Received:8 October 2009
Accepted:30 April 2010
Published:30 April 2010

© 2010 Kim et al; licensee BioMed Central Ltd.

This is an Open Access article distributed under the terms of the Creative Commons Attribution License (http://creativecommons.org/licenses/by/2.0), which permits unrestricted use, distribution, and reproduction in any medium, provided the original work is properly cited.

Abstract

Background

Scrub typhus is a mite-borne bacterial infection of humans caused by Orientia tsutsugamushi that causes a generalized vasculitis that may involve the tissues of any organ system. The aim of this study was to identify factors associated to severe complications from scrub typhus.

Methods

We conducted this prospective, case-control study on scrub typhus patients who presented to the Department of Internal Medicine at Chosun University Hospital between September, 2004 and December, 2006. Cases were 89 scrub typhus patients with severe complications and controls were 119 scrub typhus patients without severe complications.

Results

There were significant differences in the absence of eschar, white blood cell (WBC) counts, hemoglobin, albumin, serum creatinine, fibrinogen, C-reactive protein (CRP), and active partial thromboplastin time (aPTT) between the two groups. Multivariate analysis demonstrated that only the following four factors were significantly associated with the severe complications of scrub typhus: (1) age ≥ 60 years (odd ratio [OR] = 3.13, P = 0.002, confidence interval [CI] = 1.53-6.41), (2) the absence of eschar (OR = 6.62, P = 0.03, CI = 1.22-35.8, (3) WBC counts > 10, 000/mm3 (OR = 3.6, P = 0.001, CI = 1.65-7.89), and (4) albumin ≤ 3.0 g/dL (OR = 5.01, P = 0.004, CI = 1.69-14.86).

Conclusions

Our results suggest that clinicians should be aware of the potential for complications, when scrub typhus patients are older (≥ 60 years), presents without eschar, or laboratory findings such as WBC counts > 10, 000/mm3, and serum albumin level ≤ 3.0 g/dL. Close observation and intensive care for scrub typhus patients with the potential for complications may prevent serious complications with subsequent reduction in its mortality rate.

Background

Scrub typhus is a mite-borne bacterial infection of humans caused by Orientia tsutsugamushi that leads to generalized vasculitis which may involve the tissues of any organ systems [1,2]. Reported severe clinical manifestations or complications of scrub typhus include interstitial pneumonia, acute renal failure, meningoencephalitis, gastrointestinal bleeding, and multiple organ failures. Since patients with scrub typhus may die from such complications, we should pay close attention to this disease entity [3-6]. Most patients with scrub typhus can recover without specific complications with early diagnosis and management. Its early clinical manifestations are nonspecific and are characterized by fever, chill, headache, and myalgia. Recent studies on the clinical characteristics of scrub typhus have reported many abnormal laboratory findings [2,7]. However, there have been a few studies on the markers for the severity of scrub typhus [8]. It is necessary to determine the predictors that identify markers of severe disease in order to reduce the mortality due to the high incidence of severe manifestations or complications and the delay in treatment.

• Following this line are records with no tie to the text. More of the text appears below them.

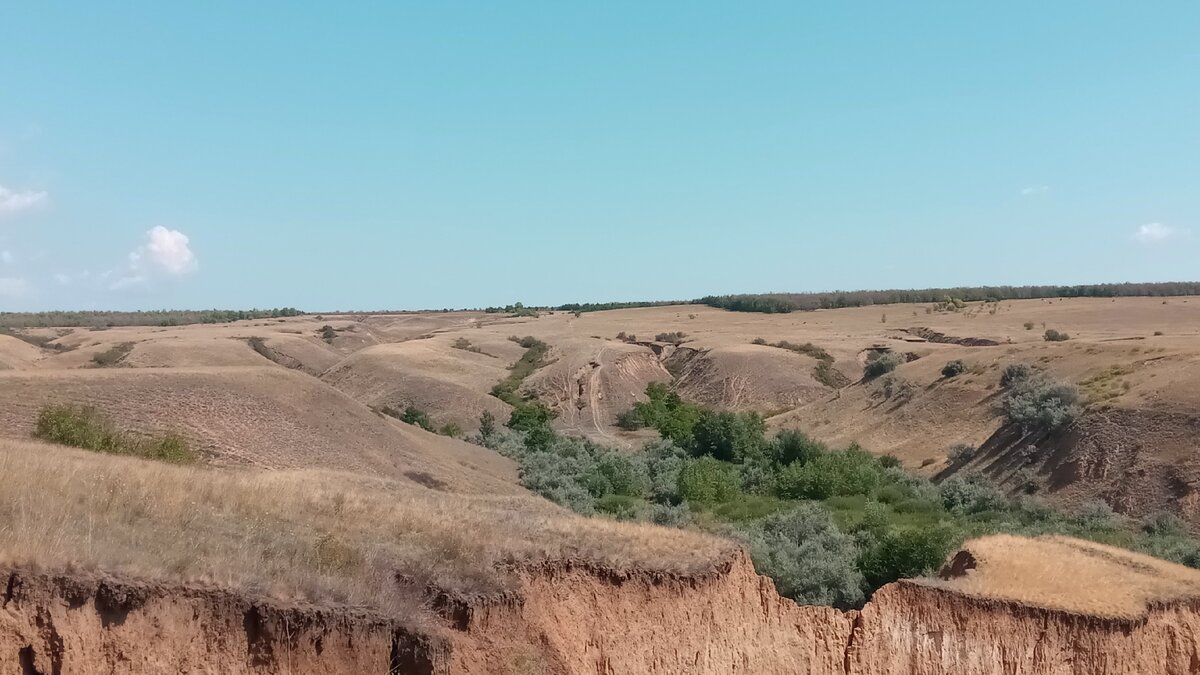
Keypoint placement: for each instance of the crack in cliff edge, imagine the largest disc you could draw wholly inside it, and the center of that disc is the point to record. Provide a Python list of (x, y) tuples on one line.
[(856, 632)]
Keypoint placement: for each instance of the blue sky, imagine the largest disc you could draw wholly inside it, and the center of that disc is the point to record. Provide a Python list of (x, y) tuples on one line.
[(465, 154)]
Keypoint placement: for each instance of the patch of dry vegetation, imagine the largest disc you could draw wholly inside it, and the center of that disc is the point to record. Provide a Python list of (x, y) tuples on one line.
[(112, 356), (1072, 575), (318, 536)]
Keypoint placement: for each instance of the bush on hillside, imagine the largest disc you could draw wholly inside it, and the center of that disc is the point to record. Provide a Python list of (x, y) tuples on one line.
[(893, 387), (1038, 402), (673, 338), (954, 368), (82, 426), (726, 435), (808, 557), (880, 363), (707, 481), (895, 554), (1015, 372), (844, 472), (795, 447), (970, 494)]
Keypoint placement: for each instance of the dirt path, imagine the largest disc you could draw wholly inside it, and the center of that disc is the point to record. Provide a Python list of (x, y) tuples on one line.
[(593, 386)]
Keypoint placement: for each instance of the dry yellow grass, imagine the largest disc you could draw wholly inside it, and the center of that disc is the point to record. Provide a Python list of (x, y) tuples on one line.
[(264, 416), (318, 536), (1072, 575)]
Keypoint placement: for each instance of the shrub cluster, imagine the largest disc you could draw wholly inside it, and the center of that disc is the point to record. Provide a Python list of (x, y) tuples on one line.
[(1038, 402), (82, 426), (947, 299), (953, 369), (880, 363), (828, 525), (531, 360)]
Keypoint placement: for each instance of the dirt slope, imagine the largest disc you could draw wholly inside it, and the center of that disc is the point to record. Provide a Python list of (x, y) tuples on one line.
[(257, 416), (580, 619)]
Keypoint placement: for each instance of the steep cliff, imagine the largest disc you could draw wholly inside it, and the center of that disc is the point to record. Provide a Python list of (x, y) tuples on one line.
[(576, 617)]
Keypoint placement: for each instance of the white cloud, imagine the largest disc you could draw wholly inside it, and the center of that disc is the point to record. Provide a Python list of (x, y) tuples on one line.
[(17, 201), (12, 287), (1156, 232), (167, 250)]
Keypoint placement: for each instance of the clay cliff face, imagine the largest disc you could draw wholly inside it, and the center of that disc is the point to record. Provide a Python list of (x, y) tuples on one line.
[(575, 619)]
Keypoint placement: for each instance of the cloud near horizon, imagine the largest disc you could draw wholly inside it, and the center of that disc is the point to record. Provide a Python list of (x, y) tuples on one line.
[(16, 201), (13, 287), (1156, 232)]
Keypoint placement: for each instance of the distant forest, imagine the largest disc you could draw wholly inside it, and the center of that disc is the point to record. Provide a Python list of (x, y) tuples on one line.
[(156, 317), (783, 303)]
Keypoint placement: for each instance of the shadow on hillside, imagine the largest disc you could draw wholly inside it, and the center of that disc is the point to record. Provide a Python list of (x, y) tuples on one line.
[(1012, 452)]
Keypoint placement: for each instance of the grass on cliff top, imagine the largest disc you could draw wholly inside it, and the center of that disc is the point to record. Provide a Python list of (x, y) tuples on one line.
[(82, 426), (1072, 575), (316, 536)]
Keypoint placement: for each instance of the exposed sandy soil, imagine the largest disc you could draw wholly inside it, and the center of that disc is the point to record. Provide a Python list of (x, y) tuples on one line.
[(294, 454), (253, 416), (591, 377)]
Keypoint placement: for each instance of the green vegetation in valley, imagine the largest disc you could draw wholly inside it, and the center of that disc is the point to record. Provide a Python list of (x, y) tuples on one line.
[(783, 303), (82, 426), (828, 525), (531, 360)]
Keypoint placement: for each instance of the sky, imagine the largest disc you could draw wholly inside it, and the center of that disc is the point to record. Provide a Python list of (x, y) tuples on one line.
[(408, 155)]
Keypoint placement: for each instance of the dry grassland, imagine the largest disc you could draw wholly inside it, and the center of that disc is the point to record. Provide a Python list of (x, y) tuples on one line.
[(1072, 575)]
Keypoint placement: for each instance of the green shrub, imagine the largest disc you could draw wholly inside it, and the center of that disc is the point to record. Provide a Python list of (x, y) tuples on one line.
[(844, 472), (905, 553), (417, 417), (897, 388), (533, 419), (82, 426), (795, 447), (726, 435), (880, 363), (960, 453), (707, 481), (1038, 402), (622, 507), (954, 368), (808, 557), (970, 494), (670, 515), (619, 475), (664, 460)]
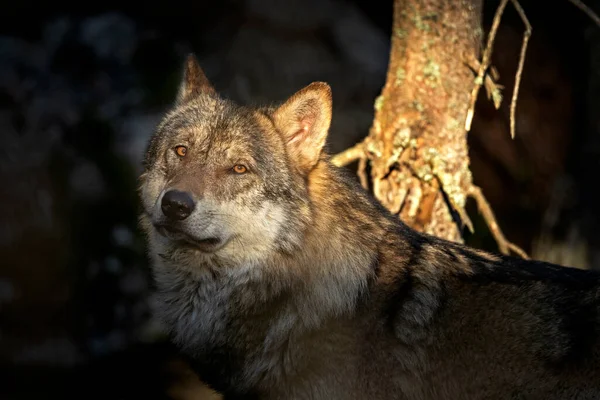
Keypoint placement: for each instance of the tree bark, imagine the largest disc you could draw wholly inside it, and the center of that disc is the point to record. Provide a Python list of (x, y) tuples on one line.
[(417, 144)]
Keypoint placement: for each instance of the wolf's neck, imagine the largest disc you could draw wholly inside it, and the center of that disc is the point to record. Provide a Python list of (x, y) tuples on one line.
[(267, 306)]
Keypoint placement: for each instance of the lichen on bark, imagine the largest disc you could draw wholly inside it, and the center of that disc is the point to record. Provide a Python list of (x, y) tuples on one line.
[(417, 144)]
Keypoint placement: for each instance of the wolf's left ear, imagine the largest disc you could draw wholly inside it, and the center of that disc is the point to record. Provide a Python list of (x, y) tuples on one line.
[(304, 121), (194, 82)]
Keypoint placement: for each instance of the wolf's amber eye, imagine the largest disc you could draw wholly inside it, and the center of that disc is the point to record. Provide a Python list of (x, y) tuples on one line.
[(239, 169), (181, 151)]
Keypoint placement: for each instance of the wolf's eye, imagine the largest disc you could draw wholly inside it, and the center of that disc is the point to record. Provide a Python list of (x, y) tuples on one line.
[(239, 169), (181, 151)]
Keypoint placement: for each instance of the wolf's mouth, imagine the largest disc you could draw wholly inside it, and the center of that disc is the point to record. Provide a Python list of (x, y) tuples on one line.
[(208, 244)]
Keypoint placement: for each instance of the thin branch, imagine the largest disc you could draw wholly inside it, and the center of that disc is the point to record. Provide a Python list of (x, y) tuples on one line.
[(349, 155), (488, 215), (593, 16), (362, 173), (485, 63), (526, 35), (493, 88)]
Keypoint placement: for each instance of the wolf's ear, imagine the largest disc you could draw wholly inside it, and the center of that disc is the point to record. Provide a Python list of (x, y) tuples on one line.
[(304, 121), (194, 82)]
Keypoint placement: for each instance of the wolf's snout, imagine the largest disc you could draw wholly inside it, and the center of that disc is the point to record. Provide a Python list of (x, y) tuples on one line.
[(177, 205)]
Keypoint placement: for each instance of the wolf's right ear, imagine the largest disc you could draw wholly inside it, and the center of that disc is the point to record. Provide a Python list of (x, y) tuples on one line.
[(194, 82), (303, 121)]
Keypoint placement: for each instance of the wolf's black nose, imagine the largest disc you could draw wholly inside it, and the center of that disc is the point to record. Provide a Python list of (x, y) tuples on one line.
[(177, 205)]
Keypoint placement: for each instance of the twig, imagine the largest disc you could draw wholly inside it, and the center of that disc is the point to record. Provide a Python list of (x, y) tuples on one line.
[(349, 155), (485, 63), (526, 35), (593, 16), (493, 88), (484, 208), (362, 174)]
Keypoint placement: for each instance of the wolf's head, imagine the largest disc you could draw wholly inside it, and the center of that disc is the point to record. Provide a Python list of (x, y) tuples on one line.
[(228, 183)]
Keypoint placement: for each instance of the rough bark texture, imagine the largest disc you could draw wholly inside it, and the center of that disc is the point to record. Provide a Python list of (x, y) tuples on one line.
[(417, 144)]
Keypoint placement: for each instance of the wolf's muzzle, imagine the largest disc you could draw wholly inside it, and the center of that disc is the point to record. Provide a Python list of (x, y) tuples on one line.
[(177, 205)]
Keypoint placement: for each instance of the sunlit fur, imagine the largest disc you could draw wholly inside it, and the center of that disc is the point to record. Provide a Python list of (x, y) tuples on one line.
[(319, 293)]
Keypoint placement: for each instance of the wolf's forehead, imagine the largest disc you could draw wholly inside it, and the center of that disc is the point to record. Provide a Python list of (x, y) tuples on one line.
[(215, 127)]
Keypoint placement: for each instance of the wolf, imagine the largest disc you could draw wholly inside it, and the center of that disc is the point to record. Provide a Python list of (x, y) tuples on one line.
[(279, 277)]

Based on the markers, severe disease-prone patients can be admitted earlier to a hospital or transferred to a well-equipped institution. Close observation and intensive care can prevent complications and severe morbidity or mortality. Therefore, this study was conducted to identify the markers associated with severe scrub typhus.

Methods

Between September 1, 2004 and December 31, 2006, we conducted a prospective study on patients suffering with possible scrub typhus infections who presented to the Department of Internal Medicine at Chosun University Hospital located in the southwestern part of Korea with acute febrile diseases. Of the patients, those aged ≥ 18 years who showed eschar or maculopapular skin rashes or were diagnosed clinically as having possible scrub typhus by the specialist in infectious diseases were enrolled for the study. The diagnosis of scrub typhus was confirmed when an indirect immunofluorescent antibody assay (IFA) IgM titer against O. tsutsugamushi increased to ≥ 1:80 or an IFA titer against O. tsutsugamushi increased four times or more [9].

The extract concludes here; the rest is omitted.